I think this attitude toward Red Hat stems from a subculture developing in the 
FOSS movement that "corporation == evil." Thing is, you're right: Red Hat has 
been doing an examplary job, especially in developing technologies for Linux 
to make a usable personal desktop.

I'm an Arch user on the desktop, and I use Debian Stable on my server. Let me 
tell you I would jump for joy if I could switch to systemd on my server 
without having to hand-write most the unit files I'd need to get it back in 
working order. Instead I'd rather see Jessie go to systemd. I know this would 
alienate Debian Hurd and Debian BSD people, but let's be perfectly frank here: 
They're fringe projects few actual real-world Debian users care about, and 
shouldn't slow real-world, actual Debian progress over.

I definitely am for at least giving most of Red Hat's ideas they try on Fedora 
a spin.
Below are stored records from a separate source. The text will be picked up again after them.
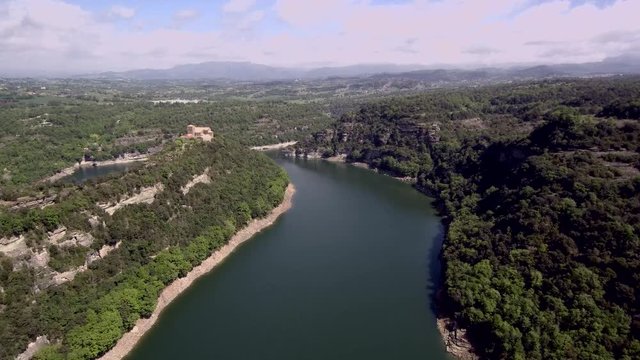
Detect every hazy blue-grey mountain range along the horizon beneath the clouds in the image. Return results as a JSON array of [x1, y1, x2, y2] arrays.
[[79, 56, 640, 82]]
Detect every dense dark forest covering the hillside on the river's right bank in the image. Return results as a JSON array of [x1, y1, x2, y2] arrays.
[[295, 77, 640, 359]]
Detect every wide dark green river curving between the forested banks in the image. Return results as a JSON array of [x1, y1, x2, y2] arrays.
[[128, 159, 448, 360]]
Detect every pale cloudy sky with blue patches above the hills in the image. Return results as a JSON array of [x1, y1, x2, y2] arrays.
[[0, 0, 640, 74]]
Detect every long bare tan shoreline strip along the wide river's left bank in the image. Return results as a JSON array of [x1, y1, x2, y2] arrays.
[[98, 183, 296, 360]]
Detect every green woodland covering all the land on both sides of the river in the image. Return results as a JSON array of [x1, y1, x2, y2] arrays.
[[0, 77, 640, 359]]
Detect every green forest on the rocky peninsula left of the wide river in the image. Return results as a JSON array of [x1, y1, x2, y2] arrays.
[[0, 139, 288, 359]]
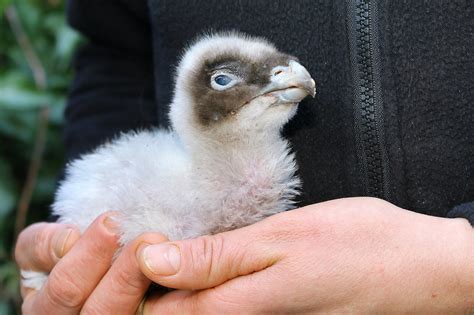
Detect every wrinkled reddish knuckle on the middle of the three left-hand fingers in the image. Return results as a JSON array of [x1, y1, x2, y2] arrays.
[[46, 269, 87, 309]]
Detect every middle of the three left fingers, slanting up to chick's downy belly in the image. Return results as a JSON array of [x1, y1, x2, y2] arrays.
[[24, 213, 118, 314]]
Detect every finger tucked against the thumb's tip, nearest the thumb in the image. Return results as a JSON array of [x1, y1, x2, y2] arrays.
[[82, 233, 167, 314]]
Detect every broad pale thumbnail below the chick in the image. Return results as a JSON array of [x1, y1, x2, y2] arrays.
[[141, 244, 181, 276]]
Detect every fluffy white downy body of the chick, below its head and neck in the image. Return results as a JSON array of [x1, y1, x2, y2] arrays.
[[53, 130, 299, 243]]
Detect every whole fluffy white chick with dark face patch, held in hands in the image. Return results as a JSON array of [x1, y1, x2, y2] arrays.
[[23, 33, 315, 288]]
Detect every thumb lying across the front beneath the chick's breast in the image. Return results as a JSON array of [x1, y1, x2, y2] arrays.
[[137, 224, 280, 290]]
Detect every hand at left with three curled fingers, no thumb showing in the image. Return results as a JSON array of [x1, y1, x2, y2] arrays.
[[15, 213, 165, 315]]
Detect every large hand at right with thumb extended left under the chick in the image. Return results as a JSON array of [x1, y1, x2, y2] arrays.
[[137, 198, 474, 314]]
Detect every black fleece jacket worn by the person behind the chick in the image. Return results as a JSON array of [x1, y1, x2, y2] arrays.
[[65, 0, 474, 223]]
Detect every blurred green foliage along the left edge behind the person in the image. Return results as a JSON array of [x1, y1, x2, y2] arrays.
[[0, 0, 80, 314]]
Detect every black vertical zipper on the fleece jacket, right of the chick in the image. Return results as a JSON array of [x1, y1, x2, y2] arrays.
[[347, 0, 390, 200]]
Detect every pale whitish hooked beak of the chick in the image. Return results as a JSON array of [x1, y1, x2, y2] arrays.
[[262, 60, 316, 103]]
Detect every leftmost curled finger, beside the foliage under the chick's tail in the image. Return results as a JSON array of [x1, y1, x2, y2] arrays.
[[15, 223, 80, 272]]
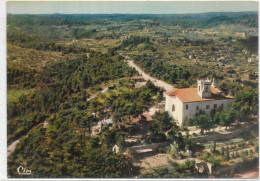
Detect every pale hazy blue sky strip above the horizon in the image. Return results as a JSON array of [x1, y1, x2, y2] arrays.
[[7, 1, 258, 14]]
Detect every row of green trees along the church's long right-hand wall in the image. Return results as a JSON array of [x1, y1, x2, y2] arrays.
[[191, 86, 258, 134]]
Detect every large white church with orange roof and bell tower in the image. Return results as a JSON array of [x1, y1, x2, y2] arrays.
[[165, 80, 233, 125]]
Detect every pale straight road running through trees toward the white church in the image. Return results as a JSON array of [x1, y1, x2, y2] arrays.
[[127, 60, 174, 91]]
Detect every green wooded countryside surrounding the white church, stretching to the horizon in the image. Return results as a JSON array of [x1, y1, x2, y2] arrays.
[[7, 12, 259, 178]]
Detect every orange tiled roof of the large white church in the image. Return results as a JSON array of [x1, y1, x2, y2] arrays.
[[166, 86, 231, 103]]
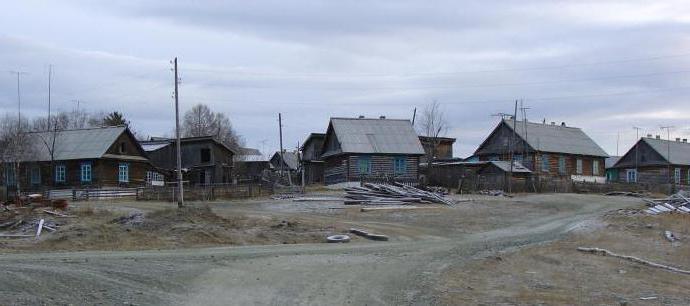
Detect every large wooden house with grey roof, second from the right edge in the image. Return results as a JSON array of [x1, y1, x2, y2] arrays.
[[474, 119, 608, 182]]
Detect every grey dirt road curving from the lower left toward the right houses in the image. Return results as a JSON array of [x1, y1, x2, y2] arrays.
[[0, 195, 640, 305]]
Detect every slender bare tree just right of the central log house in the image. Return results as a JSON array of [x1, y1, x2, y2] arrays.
[[418, 100, 448, 178]]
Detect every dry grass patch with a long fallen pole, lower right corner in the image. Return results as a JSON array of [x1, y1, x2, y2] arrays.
[[442, 214, 690, 305]]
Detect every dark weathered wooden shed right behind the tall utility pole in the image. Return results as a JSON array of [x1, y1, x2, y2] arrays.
[[141, 136, 235, 185]]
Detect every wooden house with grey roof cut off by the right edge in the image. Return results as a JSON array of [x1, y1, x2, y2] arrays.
[[611, 135, 690, 185]]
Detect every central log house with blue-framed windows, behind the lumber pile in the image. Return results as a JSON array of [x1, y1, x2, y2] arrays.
[[321, 117, 424, 184]]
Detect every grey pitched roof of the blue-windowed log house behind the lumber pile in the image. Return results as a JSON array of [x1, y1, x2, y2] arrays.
[[324, 118, 424, 156]]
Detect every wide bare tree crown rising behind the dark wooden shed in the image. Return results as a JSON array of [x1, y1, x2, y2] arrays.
[[182, 104, 244, 150]]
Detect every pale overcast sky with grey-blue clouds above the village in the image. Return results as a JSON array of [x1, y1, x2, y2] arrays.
[[0, 0, 690, 157]]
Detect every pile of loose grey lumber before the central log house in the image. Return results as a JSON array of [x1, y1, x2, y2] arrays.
[[345, 183, 455, 205]]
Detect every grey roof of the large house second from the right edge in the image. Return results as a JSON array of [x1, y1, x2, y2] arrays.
[[503, 119, 609, 157]]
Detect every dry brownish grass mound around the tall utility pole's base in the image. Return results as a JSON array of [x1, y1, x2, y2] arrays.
[[4, 205, 346, 252]]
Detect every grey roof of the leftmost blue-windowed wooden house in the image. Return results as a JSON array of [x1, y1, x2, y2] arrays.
[[29, 126, 127, 161]]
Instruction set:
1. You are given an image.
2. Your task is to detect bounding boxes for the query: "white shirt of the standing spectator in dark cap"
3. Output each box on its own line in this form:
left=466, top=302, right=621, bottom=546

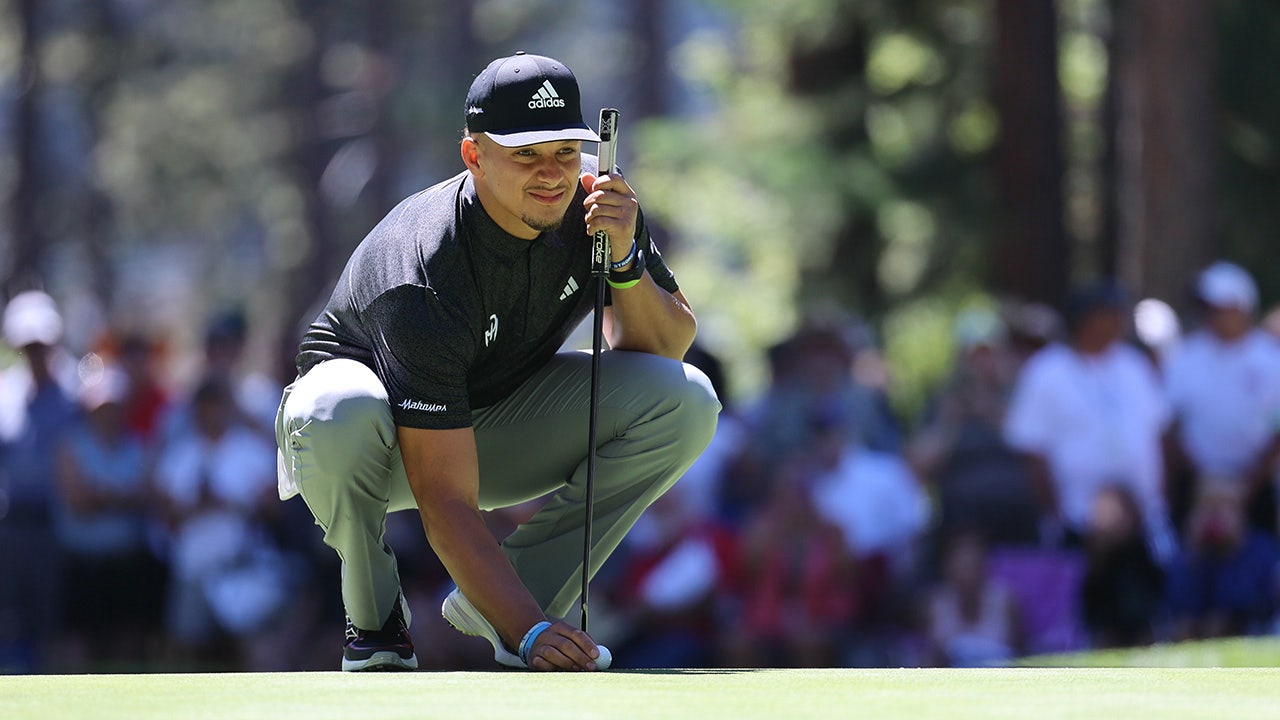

Systemd works like a charm on systems designed to make use of it (Arch 
and Gentoo (As a fully-suppored alternative to OpenRC.). No need to mention 
Fedora.) 

The worst option to follow these days is actually Ubuntu, which uses Upstart, 
which does what systemd does, only backwards and in a poorly thought out way, 
and the fact they want to jump to Mir (A half-baked, half-assed "alternative" 
to Xorg and Wayland minus compatibility for either.), which is going to 
effectively kill their usable software library as most upstream projects like 
KDE, Qt, and GTK+ have said in no uncertain terms they won't support Mir, 
which will mean Ubuntu will lose compatibility with 95% of the established 
desktop software base for Linux. 

Following Fedora on the desktop is a good idea. Following Ubuntu on the 
desktop is a BAD idea. 

I disagree that the FOSS talent has jumped ship, though (Heck, a great deal of 
mobile software is straight up crapware, so I get the feeling it was not 
TALENT we lost.). I haven't seen too much of a shift in quality in software 
except in the likes of GTK+ and GNOME.